Kawasaki disease, a disease that reaches the heart

The health of the little ones is an issue that takes away more than one parent's sleep. Especially when the ailment occurs in sensitive areas such as the heart or liver; or when this condition is not a simple cold. This is the case of Kawasaki disease, which affects the circulatory vessels of children and that can have consequences in the coronary arteries, that is, those that they reach the heart.

What is Kawasaki disease?

The Spanish Association of Pediatrics, AEP, defines the Kawasaki disease as a vasculitis (inflammation of blood vessels) that affects small and medium arteries that distribute blood throughout the body. The risk of this condition is that it can have consequences in the coronary arteries, those that reach the heart. The Heart Foundation suggests that coronary aneurysms may appear in 20% of cases that have not received adequate treatment.


The AEP notes that most cases of Kawasaki disease occur in children under the age of five, especially in children between 18 and 36 months. For its part, the Heart Foundation, points out that it is rare to see this type of ailments in children over eight years. As to how it originates, its exact causes are not known, but Spanish pediatricians suggest that there may be a genetic predisposition, which would explain why not all minors in the world are as likely to suffer from this condition as it is in Asia, especially in Japan, where a greater number of these cases are registered.

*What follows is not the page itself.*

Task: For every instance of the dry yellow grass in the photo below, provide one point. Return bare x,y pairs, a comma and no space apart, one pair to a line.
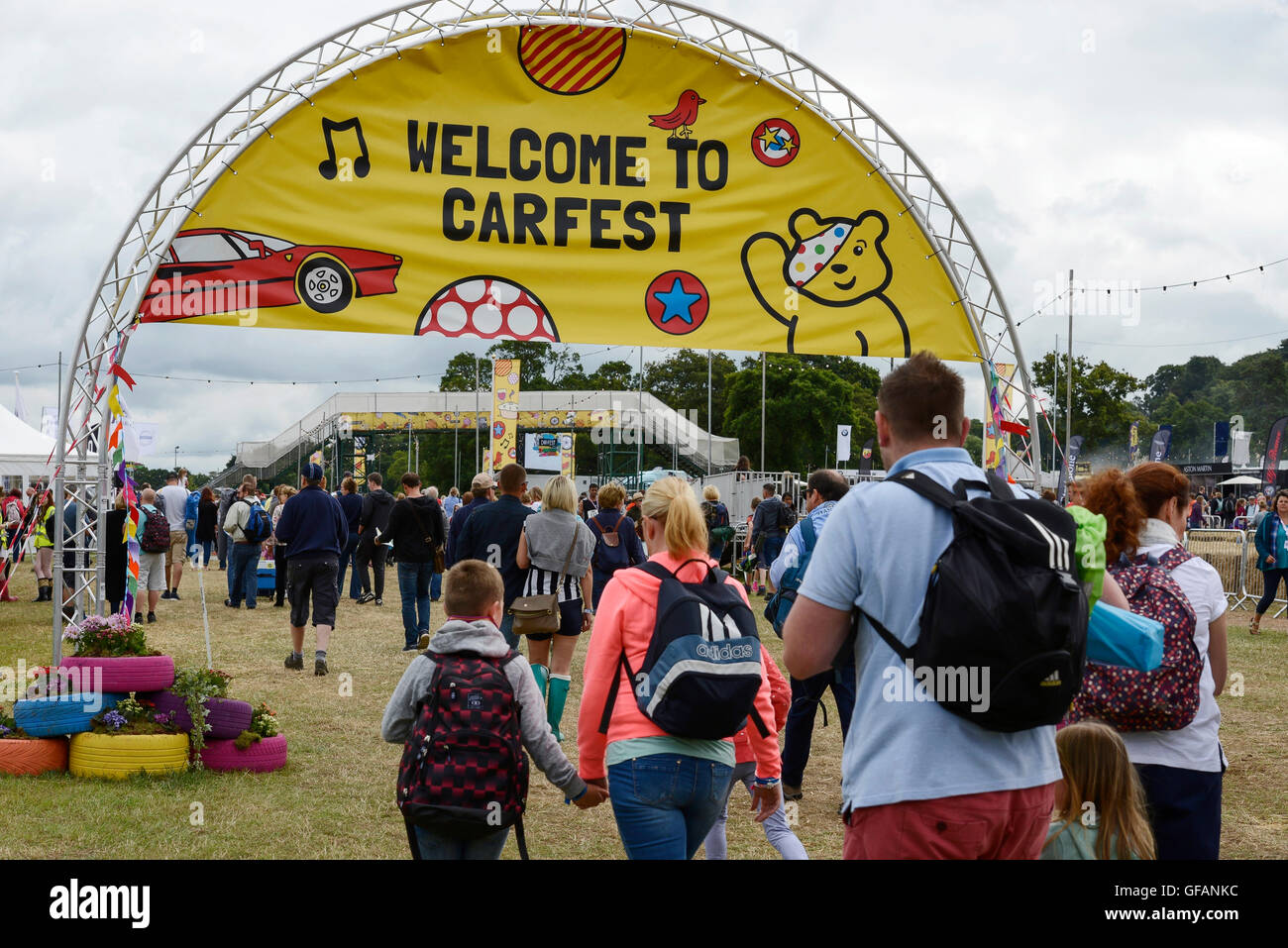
335,797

Symptoms of Kawasaki disease


Unfortunately, this disease has no known prevention. Therefore, parents should be alert to the appearance of symptoms that may mean that the child actually has the Kawasaki disease. The AEP points out several symptoms that could make the alarms jump: fever, red eyes but without legañas, inflammation of the tongue and lips, rash on the skin, inflammation of the ganglia of the neck and redness or swelling of the hands and feet.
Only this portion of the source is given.